ORDERED that the order is affirmed, with costs.
The plaintiff commenced this action to recover damages for personal injuries she allegedly sustained when she fell on a sidewalk adjacent to the defendants' property. The defendants moved for summary judgment dismissing the amended complaint. In an order dated August 7, 2024, the Supreme Court denied the motion. The defendants appeal.

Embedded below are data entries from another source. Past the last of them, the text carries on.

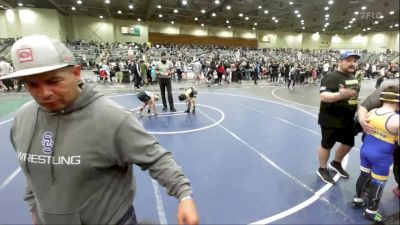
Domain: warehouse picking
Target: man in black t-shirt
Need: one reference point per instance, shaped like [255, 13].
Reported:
[338, 93]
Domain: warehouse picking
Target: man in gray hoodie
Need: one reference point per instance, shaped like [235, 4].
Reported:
[77, 147]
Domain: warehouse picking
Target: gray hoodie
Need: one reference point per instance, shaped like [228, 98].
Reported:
[78, 162]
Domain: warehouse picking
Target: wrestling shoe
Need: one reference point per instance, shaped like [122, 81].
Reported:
[339, 169]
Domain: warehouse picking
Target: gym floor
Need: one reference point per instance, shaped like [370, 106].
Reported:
[250, 152]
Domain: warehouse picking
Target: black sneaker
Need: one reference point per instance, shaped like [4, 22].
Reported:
[339, 169]
[376, 217]
[358, 202]
[325, 175]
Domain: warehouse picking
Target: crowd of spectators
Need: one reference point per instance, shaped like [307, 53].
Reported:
[131, 62]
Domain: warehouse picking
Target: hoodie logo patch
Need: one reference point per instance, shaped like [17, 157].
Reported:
[47, 143]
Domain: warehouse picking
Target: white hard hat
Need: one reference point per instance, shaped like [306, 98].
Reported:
[38, 54]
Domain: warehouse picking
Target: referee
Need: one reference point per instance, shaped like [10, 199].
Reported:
[338, 94]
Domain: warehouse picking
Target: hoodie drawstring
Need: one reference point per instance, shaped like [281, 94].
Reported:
[30, 142]
[53, 178]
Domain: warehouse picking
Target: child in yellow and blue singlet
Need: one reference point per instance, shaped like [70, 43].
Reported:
[377, 153]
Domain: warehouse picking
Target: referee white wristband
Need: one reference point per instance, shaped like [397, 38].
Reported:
[186, 198]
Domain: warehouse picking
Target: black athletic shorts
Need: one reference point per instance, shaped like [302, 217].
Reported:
[143, 97]
[343, 135]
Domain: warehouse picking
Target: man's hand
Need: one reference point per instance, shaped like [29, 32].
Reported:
[187, 213]
[368, 129]
[346, 93]
[34, 219]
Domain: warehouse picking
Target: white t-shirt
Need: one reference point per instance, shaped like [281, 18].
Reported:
[5, 68]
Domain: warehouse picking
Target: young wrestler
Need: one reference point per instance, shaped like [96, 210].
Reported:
[149, 99]
[190, 96]
[377, 152]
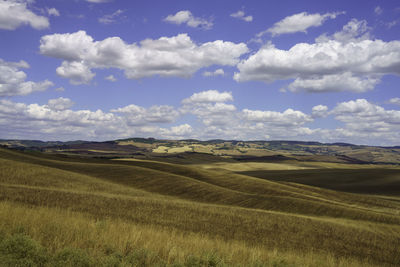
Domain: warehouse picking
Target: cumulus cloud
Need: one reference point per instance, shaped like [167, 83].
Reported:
[136, 115]
[299, 23]
[331, 65]
[334, 83]
[242, 16]
[367, 122]
[395, 101]
[98, 1]
[186, 17]
[209, 96]
[378, 10]
[166, 56]
[111, 78]
[289, 117]
[217, 72]
[319, 111]
[56, 121]
[52, 12]
[354, 31]
[111, 18]
[12, 80]
[76, 72]
[60, 103]
[363, 122]
[179, 131]
[15, 13]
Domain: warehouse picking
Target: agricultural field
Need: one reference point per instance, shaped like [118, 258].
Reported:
[194, 209]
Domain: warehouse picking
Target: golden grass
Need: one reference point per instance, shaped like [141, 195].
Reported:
[56, 229]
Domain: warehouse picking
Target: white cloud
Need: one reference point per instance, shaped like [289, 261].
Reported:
[299, 23]
[76, 72]
[289, 117]
[334, 83]
[242, 16]
[14, 13]
[55, 121]
[111, 78]
[186, 17]
[209, 96]
[319, 111]
[136, 115]
[363, 122]
[60, 103]
[217, 72]
[52, 12]
[179, 131]
[354, 31]
[166, 56]
[395, 101]
[367, 122]
[378, 10]
[98, 1]
[110, 18]
[12, 80]
[324, 66]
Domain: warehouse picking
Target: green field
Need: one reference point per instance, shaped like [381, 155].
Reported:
[58, 210]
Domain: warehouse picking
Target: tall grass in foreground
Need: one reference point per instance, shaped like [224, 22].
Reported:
[51, 236]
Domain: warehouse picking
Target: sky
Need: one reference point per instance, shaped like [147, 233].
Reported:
[98, 70]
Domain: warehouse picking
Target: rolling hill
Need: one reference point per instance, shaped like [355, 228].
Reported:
[161, 212]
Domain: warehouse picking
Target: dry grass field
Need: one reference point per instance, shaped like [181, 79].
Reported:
[79, 211]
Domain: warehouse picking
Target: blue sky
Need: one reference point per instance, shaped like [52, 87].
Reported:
[251, 70]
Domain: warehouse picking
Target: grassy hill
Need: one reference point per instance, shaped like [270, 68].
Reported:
[60, 210]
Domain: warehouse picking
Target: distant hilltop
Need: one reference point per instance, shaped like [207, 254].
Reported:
[189, 150]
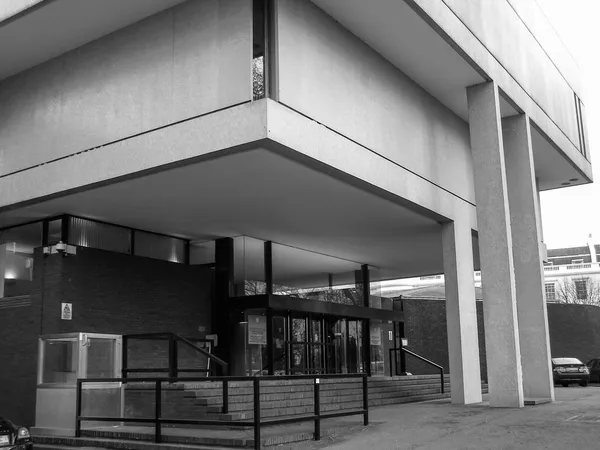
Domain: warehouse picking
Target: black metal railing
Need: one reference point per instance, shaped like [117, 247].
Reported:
[173, 370]
[394, 363]
[256, 423]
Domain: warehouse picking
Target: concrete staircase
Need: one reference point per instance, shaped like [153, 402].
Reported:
[278, 399]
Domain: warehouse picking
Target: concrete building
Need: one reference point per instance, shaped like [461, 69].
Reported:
[215, 164]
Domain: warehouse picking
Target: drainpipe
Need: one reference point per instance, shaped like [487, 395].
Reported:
[592, 249]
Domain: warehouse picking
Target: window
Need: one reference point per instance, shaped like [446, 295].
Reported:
[581, 288]
[580, 113]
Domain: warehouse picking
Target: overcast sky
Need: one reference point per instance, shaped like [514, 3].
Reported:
[569, 215]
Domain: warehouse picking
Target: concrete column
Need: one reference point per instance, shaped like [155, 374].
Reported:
[529, 274]
[461, 313]
[495, 248]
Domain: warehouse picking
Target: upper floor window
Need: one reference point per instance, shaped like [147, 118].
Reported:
[580, 114]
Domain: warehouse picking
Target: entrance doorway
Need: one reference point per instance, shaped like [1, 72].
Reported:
[308, 343]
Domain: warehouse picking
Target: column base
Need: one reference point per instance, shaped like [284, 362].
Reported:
[537, 401]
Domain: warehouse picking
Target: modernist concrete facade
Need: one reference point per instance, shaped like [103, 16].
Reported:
[381, 139]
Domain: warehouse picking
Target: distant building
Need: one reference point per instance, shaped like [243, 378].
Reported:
[571, 275]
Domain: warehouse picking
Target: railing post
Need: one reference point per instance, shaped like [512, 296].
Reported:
[442, 376]
[256, 413]
[366, 399]
[124, 356]
[317, 402]
[172, 357]
[157, 412]
[225, 396]
[78, 409]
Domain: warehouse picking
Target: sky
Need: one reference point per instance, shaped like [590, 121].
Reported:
[569, 215]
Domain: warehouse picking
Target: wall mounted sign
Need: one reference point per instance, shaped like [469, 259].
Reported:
[375, 335]
[257, 330]
[66, 311]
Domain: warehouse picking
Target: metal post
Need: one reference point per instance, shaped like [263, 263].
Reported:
[442, 376]
[366, 282]
[366, 400]
[172, 357]
[157, 412]
[317, 402]
[270, 343]
[257, 413]
[124, 357]
[225, 396]
[78, 409]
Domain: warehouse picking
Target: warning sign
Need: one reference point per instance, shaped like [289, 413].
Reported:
[257, 330]
[66, 311]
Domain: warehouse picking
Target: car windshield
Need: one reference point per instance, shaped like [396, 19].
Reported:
[561, 361]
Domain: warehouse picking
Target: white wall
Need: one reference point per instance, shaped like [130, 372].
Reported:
[499, 27]
[334, 78]
[180, 63]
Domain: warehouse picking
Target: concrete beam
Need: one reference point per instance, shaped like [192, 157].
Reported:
[529, 276]
[495, 247]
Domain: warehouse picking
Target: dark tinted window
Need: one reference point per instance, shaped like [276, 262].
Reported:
[560, 361]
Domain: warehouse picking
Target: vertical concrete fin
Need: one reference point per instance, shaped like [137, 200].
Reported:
[495, 245]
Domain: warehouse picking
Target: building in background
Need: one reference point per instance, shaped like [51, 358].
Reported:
[571, 275]
[254, 169]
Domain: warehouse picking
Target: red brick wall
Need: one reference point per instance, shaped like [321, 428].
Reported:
[111, 293]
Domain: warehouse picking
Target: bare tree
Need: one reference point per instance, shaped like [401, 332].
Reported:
[581, 291]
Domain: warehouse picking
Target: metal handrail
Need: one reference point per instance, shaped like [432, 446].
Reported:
[173, 369]
[425, 360]
[256, 422]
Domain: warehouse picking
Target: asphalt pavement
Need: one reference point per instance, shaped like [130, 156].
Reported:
[571, 422]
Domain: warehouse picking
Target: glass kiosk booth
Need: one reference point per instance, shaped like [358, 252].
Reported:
[62, 359]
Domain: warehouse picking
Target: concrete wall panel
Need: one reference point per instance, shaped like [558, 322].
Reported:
[331, 76]
[183, 62]
[522, 56]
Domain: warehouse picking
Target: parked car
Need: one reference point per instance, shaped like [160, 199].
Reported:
[594, 368]
[14, 437]
[570, 370]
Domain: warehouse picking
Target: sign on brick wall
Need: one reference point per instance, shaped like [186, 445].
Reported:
[257, 330]
[66, 311]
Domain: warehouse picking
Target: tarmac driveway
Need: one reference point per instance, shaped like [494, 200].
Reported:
[571, 422]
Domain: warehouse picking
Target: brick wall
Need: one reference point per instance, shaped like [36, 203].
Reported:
[111, 293]
[425, 329]
[574, 332]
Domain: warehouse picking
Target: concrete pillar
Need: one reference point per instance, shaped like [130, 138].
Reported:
[495, 248]
[461, 313]
[529, 274]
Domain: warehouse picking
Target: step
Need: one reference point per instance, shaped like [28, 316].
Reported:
[116, 442]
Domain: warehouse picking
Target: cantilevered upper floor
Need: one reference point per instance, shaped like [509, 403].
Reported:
[375, 90]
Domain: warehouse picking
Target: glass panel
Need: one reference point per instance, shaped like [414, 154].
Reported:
[101, 358]
[61, 359]
[257, 361]
[316, 349]
[304, 274]
[298, 345]
[279, 345]
[159, 247]
[202, 253]
[249, 263]
[88, 233]
[16, 259]
[54, 231]
[377, 350]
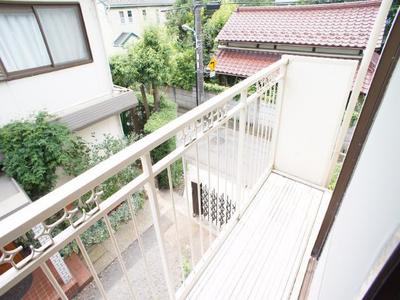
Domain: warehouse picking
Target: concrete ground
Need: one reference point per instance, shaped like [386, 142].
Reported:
[109, 269]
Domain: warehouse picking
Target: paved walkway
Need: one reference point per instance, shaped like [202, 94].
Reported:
[109, 269]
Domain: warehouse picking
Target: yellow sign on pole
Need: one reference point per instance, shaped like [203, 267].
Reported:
[212, 64]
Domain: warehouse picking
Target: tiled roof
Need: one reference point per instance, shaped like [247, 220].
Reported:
[139, 3]
[243, 63]
[340, 24]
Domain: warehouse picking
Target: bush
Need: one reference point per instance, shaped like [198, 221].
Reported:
[183, 71]
[34, 149]
[214, 87]
[166, 114]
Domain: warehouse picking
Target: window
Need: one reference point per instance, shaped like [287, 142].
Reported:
[122, 16]
[41, 38]
[130, 18]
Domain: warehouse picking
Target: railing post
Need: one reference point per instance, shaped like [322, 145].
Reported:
[242, 133]
[278, 109]
[150, 188]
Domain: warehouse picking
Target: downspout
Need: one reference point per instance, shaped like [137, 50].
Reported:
[362, 72]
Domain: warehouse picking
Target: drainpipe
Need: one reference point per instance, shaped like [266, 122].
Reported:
[362, 72]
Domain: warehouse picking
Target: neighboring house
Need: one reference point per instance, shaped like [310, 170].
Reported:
[255, 37]
[52, 58]
[124, 21]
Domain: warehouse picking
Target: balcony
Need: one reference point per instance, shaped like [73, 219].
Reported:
[256, 161]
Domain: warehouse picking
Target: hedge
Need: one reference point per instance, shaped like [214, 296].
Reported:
[167, 113]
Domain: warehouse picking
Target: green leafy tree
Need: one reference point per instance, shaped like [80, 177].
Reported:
[183, 74]
[34, 149]
[150, 60]
[182, 13]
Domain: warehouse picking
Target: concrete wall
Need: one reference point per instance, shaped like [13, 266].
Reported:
[95, 133]
[112, 26]
[370, 212]
[61, 89]
[315, 93]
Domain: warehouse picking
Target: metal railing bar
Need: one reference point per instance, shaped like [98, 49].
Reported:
[155, 212]
[69, 234]
[199, 195]
[171, 194]
[119, 256]
[20, 222]
[91, 267]
[186, 184]
[141, 248]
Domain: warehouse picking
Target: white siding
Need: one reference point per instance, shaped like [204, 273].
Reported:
[112, 26]
[61, 89]
[370, 212]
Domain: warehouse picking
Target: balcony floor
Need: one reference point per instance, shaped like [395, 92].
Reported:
[266, 254]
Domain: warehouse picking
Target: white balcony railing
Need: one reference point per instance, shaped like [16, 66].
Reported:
[226, 144]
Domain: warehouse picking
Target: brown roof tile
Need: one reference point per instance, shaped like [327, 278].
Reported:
[340, 24]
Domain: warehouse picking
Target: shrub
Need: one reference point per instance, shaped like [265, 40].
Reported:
[183, 71]
[34, 149]
[166, 114]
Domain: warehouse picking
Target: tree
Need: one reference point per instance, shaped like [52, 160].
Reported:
[34, 149]
[150, 61]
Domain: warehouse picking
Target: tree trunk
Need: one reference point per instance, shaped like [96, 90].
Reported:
[135, 120]
[144, 100]
[156, 96]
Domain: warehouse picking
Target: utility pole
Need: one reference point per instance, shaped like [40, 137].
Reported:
[197, 5]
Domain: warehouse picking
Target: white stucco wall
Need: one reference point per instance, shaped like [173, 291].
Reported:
[112, 26]
[370, 212]
[95, 133]
[61, 89]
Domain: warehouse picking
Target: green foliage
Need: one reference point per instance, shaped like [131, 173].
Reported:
[110, 146]
[121, 70]
[166, 114]
[98, 232]
[181, 14]
[150, 58]
[183, 72]
[34, 149]
[214, 87]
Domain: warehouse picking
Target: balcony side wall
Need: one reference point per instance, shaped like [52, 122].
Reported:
[315, 93]
[369, 214]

The defendants contend that the evidence submitted in support of the summary judgment motion established that the plaintiff slipped and fell on snow and that this claim is barred by the storm in progress rule. “Under the storm in progress rule, a property owner will not be held responsible for accidents occurring as a result of the accumulation of snow and ice on its premises until an adequate period of time has passed following the cessation of the storm to allow the owner an opportunity to ameliorate the hazards caused by the storm” (McCullagh v. City of New York, 201 A.D.3d 714, 715, 156 N.Y.S.3d 909; [internal quotation marks omitted]; see Balagyozyan v. Federal Realty L.P., 191 A.D.3d 749, 751, 142 N.Y.S.3d 77). Here, the defendants failed to eliminate triable issues of fact as to whether the plaintiff's injuries were the result of a preexisting condition (see Votra v. Village of Cambridge, 235 A.D.3d 1165, 1165, 229 N.Y.S.3d 247; Ahmed v. Fulton Nostrand, LLC, 229 A.D.3d 441, 442, 214 N.Y.S.3d 446).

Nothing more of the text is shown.